The portions of Lake Wilhelm that are within Maurice K. Goddard State Park are open to watercraft up to 20 hp. There is a 241-space marina and a 48-space dry land mooring area that is open from May 1 to October 31. The marina has an ample parking lot for cars and trucks with trailers. There are four boat launches, a marina building, and a fueling station. Rowboats, pedal boats, canoes, and kayaks are available to rent. Only non-powered boats are permitted in the portions of the lake that are within the state game land boundaries. All vessels must have current registration from any state or a launch permit from the Pennsylvania Fish and Boat Commission.

===Hunting===
There are over 1155 acre open to hunting at Maurice K. Goddard State Park. Hunters are expected to follow the rules and regulations of the Pennsylvania Game Commission. The common game species are waterfowl and white-tailed deer. The hunting of groundhogs is prohibited. Hunters may gain access to the nearby state game lands by entering through the park.

===Winter activities===
Maurice K. Goddard State Park is open during the winter months for ice fishing, ice boating, ice skating, sledding and tobogganing, cross-country skiing and snowmobiling.

==Friends of Goddard State Park==
The Friends of Goddard State Park (FRoG) partner with the park to help conserve the natural environment of the areas within and around Goddard State Park by educating and introducing people to the world of nature and the facilities available to them.
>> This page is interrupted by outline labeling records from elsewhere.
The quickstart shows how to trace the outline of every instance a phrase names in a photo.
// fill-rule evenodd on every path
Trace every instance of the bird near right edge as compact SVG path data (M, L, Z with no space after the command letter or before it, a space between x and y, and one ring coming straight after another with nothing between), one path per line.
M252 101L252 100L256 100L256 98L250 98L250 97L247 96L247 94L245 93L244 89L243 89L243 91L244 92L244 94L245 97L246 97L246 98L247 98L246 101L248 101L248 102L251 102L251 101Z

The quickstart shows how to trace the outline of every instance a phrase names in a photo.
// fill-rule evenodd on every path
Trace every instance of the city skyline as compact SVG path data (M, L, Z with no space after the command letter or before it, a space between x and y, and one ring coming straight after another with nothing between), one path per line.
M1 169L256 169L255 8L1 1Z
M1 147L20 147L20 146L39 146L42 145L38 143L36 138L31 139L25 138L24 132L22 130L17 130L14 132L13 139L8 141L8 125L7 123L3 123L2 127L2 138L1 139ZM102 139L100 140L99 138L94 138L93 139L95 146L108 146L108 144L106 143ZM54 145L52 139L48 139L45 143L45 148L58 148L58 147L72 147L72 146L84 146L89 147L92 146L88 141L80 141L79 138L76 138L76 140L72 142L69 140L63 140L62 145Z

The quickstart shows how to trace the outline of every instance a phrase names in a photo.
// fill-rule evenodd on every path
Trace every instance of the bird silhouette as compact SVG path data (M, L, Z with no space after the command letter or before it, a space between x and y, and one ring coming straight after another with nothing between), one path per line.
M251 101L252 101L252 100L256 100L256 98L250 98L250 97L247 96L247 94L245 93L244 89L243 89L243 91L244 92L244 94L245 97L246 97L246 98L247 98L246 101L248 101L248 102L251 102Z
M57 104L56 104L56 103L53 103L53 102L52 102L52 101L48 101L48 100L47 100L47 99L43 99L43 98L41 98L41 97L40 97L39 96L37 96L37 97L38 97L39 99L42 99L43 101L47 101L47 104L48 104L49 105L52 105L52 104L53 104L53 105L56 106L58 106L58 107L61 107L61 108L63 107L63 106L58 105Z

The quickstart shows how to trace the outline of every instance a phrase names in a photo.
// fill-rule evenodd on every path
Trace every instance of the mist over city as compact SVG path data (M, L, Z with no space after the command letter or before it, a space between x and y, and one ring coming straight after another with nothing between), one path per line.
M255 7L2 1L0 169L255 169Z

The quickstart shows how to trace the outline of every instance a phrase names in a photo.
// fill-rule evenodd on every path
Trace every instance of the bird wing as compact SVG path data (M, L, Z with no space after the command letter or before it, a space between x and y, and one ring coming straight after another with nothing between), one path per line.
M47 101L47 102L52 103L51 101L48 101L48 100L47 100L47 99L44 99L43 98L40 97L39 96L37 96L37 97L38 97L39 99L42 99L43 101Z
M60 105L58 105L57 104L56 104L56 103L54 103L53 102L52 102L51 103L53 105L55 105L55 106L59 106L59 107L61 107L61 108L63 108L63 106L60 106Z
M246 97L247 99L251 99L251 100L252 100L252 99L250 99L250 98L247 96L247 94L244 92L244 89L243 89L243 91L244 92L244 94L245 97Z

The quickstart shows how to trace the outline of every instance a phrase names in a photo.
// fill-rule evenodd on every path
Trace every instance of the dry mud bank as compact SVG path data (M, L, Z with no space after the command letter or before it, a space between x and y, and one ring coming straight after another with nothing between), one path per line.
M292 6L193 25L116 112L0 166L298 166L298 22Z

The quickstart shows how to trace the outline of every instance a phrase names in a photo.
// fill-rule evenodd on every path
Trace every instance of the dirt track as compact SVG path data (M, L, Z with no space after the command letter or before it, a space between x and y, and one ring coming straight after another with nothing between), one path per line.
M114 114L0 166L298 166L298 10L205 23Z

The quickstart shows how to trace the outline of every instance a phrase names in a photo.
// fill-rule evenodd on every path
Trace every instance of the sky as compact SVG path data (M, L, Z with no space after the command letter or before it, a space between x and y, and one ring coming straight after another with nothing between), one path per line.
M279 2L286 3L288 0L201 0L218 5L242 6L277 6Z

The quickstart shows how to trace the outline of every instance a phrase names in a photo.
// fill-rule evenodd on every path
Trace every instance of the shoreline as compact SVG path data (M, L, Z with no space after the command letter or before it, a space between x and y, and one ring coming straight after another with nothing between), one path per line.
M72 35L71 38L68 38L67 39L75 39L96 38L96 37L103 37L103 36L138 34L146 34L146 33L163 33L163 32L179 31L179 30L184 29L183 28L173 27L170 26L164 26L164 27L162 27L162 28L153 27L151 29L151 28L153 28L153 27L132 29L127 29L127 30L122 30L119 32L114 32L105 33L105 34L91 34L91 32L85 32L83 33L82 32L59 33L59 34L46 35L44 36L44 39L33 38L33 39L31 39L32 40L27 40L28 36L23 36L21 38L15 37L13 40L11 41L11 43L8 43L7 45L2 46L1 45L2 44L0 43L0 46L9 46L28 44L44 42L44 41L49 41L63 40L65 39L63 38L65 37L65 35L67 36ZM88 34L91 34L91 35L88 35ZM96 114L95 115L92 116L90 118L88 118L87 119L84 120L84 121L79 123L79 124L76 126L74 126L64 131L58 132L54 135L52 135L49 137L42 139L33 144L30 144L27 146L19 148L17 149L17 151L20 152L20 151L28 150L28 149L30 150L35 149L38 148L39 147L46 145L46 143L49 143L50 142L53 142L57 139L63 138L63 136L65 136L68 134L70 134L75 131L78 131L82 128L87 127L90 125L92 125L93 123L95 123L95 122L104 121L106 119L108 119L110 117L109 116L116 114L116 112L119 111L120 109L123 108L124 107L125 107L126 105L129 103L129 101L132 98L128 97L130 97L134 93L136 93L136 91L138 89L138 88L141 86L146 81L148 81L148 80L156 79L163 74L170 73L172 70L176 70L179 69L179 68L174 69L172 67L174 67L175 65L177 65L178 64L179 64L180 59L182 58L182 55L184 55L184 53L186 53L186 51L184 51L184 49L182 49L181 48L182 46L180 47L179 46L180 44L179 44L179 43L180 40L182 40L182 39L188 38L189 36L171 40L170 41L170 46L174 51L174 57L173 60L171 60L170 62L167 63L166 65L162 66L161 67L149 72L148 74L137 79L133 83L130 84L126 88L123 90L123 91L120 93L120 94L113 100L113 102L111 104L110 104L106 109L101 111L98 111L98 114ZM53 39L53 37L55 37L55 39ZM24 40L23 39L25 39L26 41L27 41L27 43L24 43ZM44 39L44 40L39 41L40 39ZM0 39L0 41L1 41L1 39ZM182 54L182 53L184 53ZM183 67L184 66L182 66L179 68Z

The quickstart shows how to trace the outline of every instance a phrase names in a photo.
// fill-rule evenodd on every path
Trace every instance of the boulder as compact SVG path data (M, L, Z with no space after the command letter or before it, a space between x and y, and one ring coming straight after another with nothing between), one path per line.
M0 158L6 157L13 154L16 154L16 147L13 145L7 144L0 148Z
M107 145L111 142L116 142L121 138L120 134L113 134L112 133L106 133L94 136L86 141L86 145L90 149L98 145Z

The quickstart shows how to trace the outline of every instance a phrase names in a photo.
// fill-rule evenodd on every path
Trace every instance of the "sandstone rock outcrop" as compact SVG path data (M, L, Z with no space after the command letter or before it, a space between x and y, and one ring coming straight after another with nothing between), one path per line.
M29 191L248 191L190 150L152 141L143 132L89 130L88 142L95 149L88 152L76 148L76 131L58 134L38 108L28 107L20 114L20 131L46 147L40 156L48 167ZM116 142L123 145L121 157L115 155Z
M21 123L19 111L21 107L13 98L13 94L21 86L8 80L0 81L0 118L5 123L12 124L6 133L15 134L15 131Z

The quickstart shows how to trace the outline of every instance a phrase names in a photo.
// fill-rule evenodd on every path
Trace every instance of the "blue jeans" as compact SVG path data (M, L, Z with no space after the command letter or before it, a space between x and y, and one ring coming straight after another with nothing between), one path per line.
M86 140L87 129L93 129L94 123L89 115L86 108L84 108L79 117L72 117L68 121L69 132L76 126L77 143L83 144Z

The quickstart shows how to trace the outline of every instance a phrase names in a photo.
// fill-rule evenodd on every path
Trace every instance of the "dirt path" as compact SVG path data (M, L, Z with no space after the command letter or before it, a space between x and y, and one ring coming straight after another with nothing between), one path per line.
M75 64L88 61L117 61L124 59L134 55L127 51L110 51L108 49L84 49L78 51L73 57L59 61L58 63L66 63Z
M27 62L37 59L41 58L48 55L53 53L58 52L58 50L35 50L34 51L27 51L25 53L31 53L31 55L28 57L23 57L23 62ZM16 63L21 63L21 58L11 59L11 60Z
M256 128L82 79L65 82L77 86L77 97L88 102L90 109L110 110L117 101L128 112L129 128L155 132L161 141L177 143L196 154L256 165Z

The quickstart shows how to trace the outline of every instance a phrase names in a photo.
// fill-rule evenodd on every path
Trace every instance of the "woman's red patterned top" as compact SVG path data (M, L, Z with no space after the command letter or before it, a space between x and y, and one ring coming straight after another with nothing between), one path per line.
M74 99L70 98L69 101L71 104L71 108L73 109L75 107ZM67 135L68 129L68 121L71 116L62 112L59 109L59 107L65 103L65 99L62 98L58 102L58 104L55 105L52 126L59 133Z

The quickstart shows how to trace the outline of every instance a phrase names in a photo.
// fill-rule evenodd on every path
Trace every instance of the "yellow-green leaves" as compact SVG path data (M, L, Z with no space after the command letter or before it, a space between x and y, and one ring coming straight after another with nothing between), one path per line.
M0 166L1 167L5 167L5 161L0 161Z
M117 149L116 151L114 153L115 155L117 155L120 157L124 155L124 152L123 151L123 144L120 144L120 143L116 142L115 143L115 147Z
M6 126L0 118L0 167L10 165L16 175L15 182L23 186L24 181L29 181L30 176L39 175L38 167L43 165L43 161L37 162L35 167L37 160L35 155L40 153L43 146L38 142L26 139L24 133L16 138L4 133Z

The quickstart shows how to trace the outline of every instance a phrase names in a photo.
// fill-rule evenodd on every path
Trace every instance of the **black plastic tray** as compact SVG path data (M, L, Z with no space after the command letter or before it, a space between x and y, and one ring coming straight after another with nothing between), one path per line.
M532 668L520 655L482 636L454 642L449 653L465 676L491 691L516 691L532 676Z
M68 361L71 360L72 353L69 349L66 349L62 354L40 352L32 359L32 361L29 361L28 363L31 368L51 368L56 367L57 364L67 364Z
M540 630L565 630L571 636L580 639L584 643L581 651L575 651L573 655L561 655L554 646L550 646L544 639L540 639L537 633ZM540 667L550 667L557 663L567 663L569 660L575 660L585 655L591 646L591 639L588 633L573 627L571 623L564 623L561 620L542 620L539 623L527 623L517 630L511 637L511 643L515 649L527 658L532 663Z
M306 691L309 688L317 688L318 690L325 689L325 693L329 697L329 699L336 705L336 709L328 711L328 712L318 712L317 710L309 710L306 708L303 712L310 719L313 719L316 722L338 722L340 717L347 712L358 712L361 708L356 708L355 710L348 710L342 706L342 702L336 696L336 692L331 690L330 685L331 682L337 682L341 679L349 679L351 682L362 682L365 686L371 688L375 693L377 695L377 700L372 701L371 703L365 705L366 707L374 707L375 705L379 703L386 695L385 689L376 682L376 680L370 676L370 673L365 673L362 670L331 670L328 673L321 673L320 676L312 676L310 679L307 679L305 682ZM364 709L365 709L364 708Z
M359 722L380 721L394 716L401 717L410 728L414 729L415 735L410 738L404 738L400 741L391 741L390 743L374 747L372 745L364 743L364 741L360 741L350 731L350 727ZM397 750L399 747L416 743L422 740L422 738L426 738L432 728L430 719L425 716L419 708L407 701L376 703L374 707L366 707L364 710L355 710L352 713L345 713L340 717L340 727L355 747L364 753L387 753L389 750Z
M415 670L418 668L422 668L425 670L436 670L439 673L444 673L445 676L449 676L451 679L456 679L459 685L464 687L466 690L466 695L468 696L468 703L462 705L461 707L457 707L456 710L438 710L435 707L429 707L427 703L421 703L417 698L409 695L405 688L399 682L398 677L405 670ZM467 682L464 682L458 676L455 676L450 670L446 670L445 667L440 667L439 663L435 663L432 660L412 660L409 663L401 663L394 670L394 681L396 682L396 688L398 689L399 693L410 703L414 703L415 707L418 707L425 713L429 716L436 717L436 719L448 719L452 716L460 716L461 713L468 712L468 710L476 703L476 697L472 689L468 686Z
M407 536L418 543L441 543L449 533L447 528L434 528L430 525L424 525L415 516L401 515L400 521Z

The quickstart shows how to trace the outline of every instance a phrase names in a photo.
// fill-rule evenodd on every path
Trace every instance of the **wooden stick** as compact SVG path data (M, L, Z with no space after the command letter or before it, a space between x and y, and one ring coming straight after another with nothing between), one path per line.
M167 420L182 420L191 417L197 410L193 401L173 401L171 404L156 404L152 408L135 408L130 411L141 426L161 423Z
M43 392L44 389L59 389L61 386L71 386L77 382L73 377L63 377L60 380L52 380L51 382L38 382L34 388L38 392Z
The Friends group also organizes two big events for the park: the Pioneer Frolic and Music at the Marina. The Pioneer Frolic takes place the last weekend in June and includes reenactors, food vendors, live music, and other entertainment. Music at the Marina showcases local bands and independent musicians with the addition of food vendors, a car cruise, and fireworks. Both events feature a donation-based book sale and have free admission.

Friends of Goddard State Park is a sub-chapter of the Pennsylvania Parks and Forest Foundation and a non-profit 501(c)(3) organization.